3

I'm trying to see if a string matches my country's phone number format, which is the area code (two digits that may or may not be preceded by a 0 and might also be between parenthesis) followed by 8 or 9 digits in which there may be an dash character before the 4 last digits. These are some valid formats:


'00 00000000'
'000-000000000'
'000 00000-0000'
'00 0000-0000'
'(00) 0000-0000'
'(000) 000000000'

So far this is the working expression I have:


p = /0?\d{2}\s?-?\s?\d{4,5}\s?-?\s?\d{4}/

I tried to use a conditional to see if the area code is inside parenthesis with /?(\() 0?\d{2}\)|0?\d{2} \s?-?\s?\d{4,5}\s?-?\s?\d{4}/ but got the (repl):1: target of repeat operator is not specified: /?(\() 0?\d{2}\)|0?\d{2} \s?-?\s?\d{4,5}\s?-?\s?\d{4} error.

What am I doing wrong here?

Emma
  • 27,428
  • 11
  • 44
  • 69
aplneto
  • 127
  • 2
  • 10

5 Answers5

4

Do not validate phone numbers with regular expressions. I bet you do not want to rule out those occasionally typing 2 consequent spaces or something.
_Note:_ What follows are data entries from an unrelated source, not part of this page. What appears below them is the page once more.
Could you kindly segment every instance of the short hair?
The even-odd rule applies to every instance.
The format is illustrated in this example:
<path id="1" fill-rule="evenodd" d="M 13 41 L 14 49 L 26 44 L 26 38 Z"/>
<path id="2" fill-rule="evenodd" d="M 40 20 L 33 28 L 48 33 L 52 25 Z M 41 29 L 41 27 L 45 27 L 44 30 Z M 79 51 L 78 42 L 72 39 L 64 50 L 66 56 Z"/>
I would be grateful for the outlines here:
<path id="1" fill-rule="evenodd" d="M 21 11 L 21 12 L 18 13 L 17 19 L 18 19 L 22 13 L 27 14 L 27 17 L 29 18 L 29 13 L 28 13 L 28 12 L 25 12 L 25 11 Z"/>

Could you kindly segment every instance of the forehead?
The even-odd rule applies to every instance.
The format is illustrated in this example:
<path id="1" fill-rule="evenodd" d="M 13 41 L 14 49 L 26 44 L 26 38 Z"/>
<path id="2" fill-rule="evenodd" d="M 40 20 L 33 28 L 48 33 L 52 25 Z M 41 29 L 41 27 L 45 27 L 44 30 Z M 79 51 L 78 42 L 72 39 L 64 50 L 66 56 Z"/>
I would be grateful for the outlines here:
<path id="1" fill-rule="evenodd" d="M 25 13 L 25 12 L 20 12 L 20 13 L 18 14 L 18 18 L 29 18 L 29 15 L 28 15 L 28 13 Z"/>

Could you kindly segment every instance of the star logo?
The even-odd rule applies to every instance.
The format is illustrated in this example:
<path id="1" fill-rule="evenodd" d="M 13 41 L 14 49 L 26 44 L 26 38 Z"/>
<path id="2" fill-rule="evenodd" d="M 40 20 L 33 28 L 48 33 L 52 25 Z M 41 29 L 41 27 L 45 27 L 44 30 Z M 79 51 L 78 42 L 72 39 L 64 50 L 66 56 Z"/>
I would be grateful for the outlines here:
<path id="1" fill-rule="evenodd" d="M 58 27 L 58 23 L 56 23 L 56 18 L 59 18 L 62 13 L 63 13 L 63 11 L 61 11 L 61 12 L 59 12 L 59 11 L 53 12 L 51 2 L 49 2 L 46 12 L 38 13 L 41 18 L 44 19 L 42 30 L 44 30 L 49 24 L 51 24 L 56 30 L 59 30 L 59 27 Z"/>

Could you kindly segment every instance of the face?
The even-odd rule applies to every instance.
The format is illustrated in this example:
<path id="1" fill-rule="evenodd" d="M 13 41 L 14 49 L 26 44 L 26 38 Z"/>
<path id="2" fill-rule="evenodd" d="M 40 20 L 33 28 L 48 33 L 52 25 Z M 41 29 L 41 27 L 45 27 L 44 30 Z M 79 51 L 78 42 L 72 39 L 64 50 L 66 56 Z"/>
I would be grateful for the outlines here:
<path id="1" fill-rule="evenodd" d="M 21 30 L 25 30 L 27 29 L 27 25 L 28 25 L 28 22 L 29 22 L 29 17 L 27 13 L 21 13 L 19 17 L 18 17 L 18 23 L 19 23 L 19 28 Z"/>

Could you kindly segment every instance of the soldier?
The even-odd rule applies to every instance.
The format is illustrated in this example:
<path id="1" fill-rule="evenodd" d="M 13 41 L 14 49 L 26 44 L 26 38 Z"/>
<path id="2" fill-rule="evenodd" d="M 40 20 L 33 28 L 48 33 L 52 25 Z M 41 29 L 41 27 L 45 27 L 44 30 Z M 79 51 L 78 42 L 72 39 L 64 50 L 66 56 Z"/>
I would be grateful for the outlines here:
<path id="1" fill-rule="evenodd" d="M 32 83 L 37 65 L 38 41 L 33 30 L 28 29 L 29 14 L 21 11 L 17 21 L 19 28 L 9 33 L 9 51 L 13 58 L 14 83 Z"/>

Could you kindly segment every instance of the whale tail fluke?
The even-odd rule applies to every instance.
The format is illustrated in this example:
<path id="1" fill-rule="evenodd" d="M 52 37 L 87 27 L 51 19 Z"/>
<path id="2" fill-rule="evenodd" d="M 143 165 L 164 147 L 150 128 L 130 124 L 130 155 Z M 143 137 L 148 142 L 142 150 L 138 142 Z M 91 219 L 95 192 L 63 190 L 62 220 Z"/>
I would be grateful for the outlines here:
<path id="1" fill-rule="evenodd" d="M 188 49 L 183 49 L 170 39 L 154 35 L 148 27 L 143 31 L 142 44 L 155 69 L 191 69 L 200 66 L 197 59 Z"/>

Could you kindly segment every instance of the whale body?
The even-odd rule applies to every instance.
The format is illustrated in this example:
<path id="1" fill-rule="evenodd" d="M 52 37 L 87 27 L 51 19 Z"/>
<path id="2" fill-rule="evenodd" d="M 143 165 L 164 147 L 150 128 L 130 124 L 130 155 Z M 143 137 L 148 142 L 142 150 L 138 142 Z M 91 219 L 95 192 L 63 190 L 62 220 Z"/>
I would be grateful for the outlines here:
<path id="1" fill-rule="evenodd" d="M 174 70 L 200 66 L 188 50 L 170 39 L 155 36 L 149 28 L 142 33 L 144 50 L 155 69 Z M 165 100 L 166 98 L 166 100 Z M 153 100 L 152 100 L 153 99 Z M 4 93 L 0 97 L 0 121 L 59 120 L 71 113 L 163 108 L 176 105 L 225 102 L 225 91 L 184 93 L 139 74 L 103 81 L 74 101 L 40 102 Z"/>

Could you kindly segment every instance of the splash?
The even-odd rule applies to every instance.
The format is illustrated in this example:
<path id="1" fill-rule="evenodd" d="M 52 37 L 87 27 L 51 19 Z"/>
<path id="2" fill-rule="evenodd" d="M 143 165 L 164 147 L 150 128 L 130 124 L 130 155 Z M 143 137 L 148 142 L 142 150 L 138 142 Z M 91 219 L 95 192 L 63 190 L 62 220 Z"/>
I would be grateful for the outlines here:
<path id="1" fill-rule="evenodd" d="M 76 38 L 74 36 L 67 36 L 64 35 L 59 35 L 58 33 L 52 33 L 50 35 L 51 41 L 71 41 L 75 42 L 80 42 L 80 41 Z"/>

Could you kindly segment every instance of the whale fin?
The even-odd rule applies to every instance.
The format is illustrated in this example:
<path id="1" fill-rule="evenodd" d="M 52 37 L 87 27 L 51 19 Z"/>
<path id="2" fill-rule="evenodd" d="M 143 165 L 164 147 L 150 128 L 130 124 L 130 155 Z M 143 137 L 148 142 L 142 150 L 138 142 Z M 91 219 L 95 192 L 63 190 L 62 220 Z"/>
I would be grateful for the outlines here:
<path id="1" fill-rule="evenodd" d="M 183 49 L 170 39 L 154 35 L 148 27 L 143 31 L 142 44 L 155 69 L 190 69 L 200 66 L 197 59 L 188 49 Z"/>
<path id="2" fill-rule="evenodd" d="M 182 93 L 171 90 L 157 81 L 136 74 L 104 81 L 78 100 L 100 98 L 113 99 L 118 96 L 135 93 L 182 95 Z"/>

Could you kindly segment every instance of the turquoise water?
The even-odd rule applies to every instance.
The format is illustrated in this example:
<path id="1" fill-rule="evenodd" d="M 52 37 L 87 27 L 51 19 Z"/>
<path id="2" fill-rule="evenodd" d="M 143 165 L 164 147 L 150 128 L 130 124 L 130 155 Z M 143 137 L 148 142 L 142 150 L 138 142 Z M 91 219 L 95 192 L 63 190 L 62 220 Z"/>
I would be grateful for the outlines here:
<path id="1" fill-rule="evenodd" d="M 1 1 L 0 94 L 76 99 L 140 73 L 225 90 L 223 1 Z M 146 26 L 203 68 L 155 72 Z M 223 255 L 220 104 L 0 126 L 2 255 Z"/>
Instead, filter out all the non-digits and leading zeroes, and then validate. Like this:

number.gsub(/\D+/, '').gsub(/\A0+/) =~ /\d{8,9}/

I am not sure it would suit your needs out of the box, but I bet you’ve got the point. After all, [000]1234 56789 is an understandable phone number.

Aleksei Matiushkin
  • 119,336
  • 10
  • 100
  • 160
  • Thank you! That's a great idead, I'll sure do that. – aplneto May 20 '19 at 05:00
  • 2
    mudsie, I believe you meant `.gsub(/\A0+/, '')`. This does not tell us whether a string represents a valid phone number, but isn't that the idea? For example, `"Something like 99.473218% of Rubiests use snake case for names of variables and methods.".gsub(/\D+/, '').gsub(/\A0+/, '') =~ /\d{8,9}/ #=> 0`. I confirmed that by phoning that number and heard no ringtone. – Cary Swoveland May 20 '19 at 17:38
  • Doesn't this also not match the requirements because only the single leading 0 should be ignored? – Max May 20 '19 at 19:43
  • If the requirement is to scary users, or to play regex golf, then yes, the above does not work. If the goal is to validate the user’s input, than it is the only way to go. Because when they reject the number I entered, because they have a sophisticated regex there, you know, I close the page. Forever. After all, 555- numbers would pass, while they are surely invalid. – Aleksei Matiushkin May 20 '19 at 19:50
  • But if it accepts invalid input and then they can't call you because they stored an invalid number... that's also annoying – Max May 20 '19 at 19:51
  • The chance I would occasionally swap two digits is likely 1M times more probable than I would enter the Shakespeare's sonnet there. – Aleksei Matiushkin May 20 '19 at 19:54
  • The same applies for emails, addresses etc. I was living at Street, 1bis, building 1/2-3, app. 5-5 (do not ask) and guess how many food delivery forms accepted that. – Aleksei Matiushkin May 20 '19 at 19:57
  • @AlekseiMatiushkin I agree. With that perspective I would just strip non-digits and verify it's non-empty. Stripping leading zeros is possibly destructive. – Max May 20 '19 at 22:30
3

My answer addresses your conditional idea for the optional parenthesis.
Ruby supports conditionals since v2.0. The syntax is (?(A)X|Y): If A is true, X else Y.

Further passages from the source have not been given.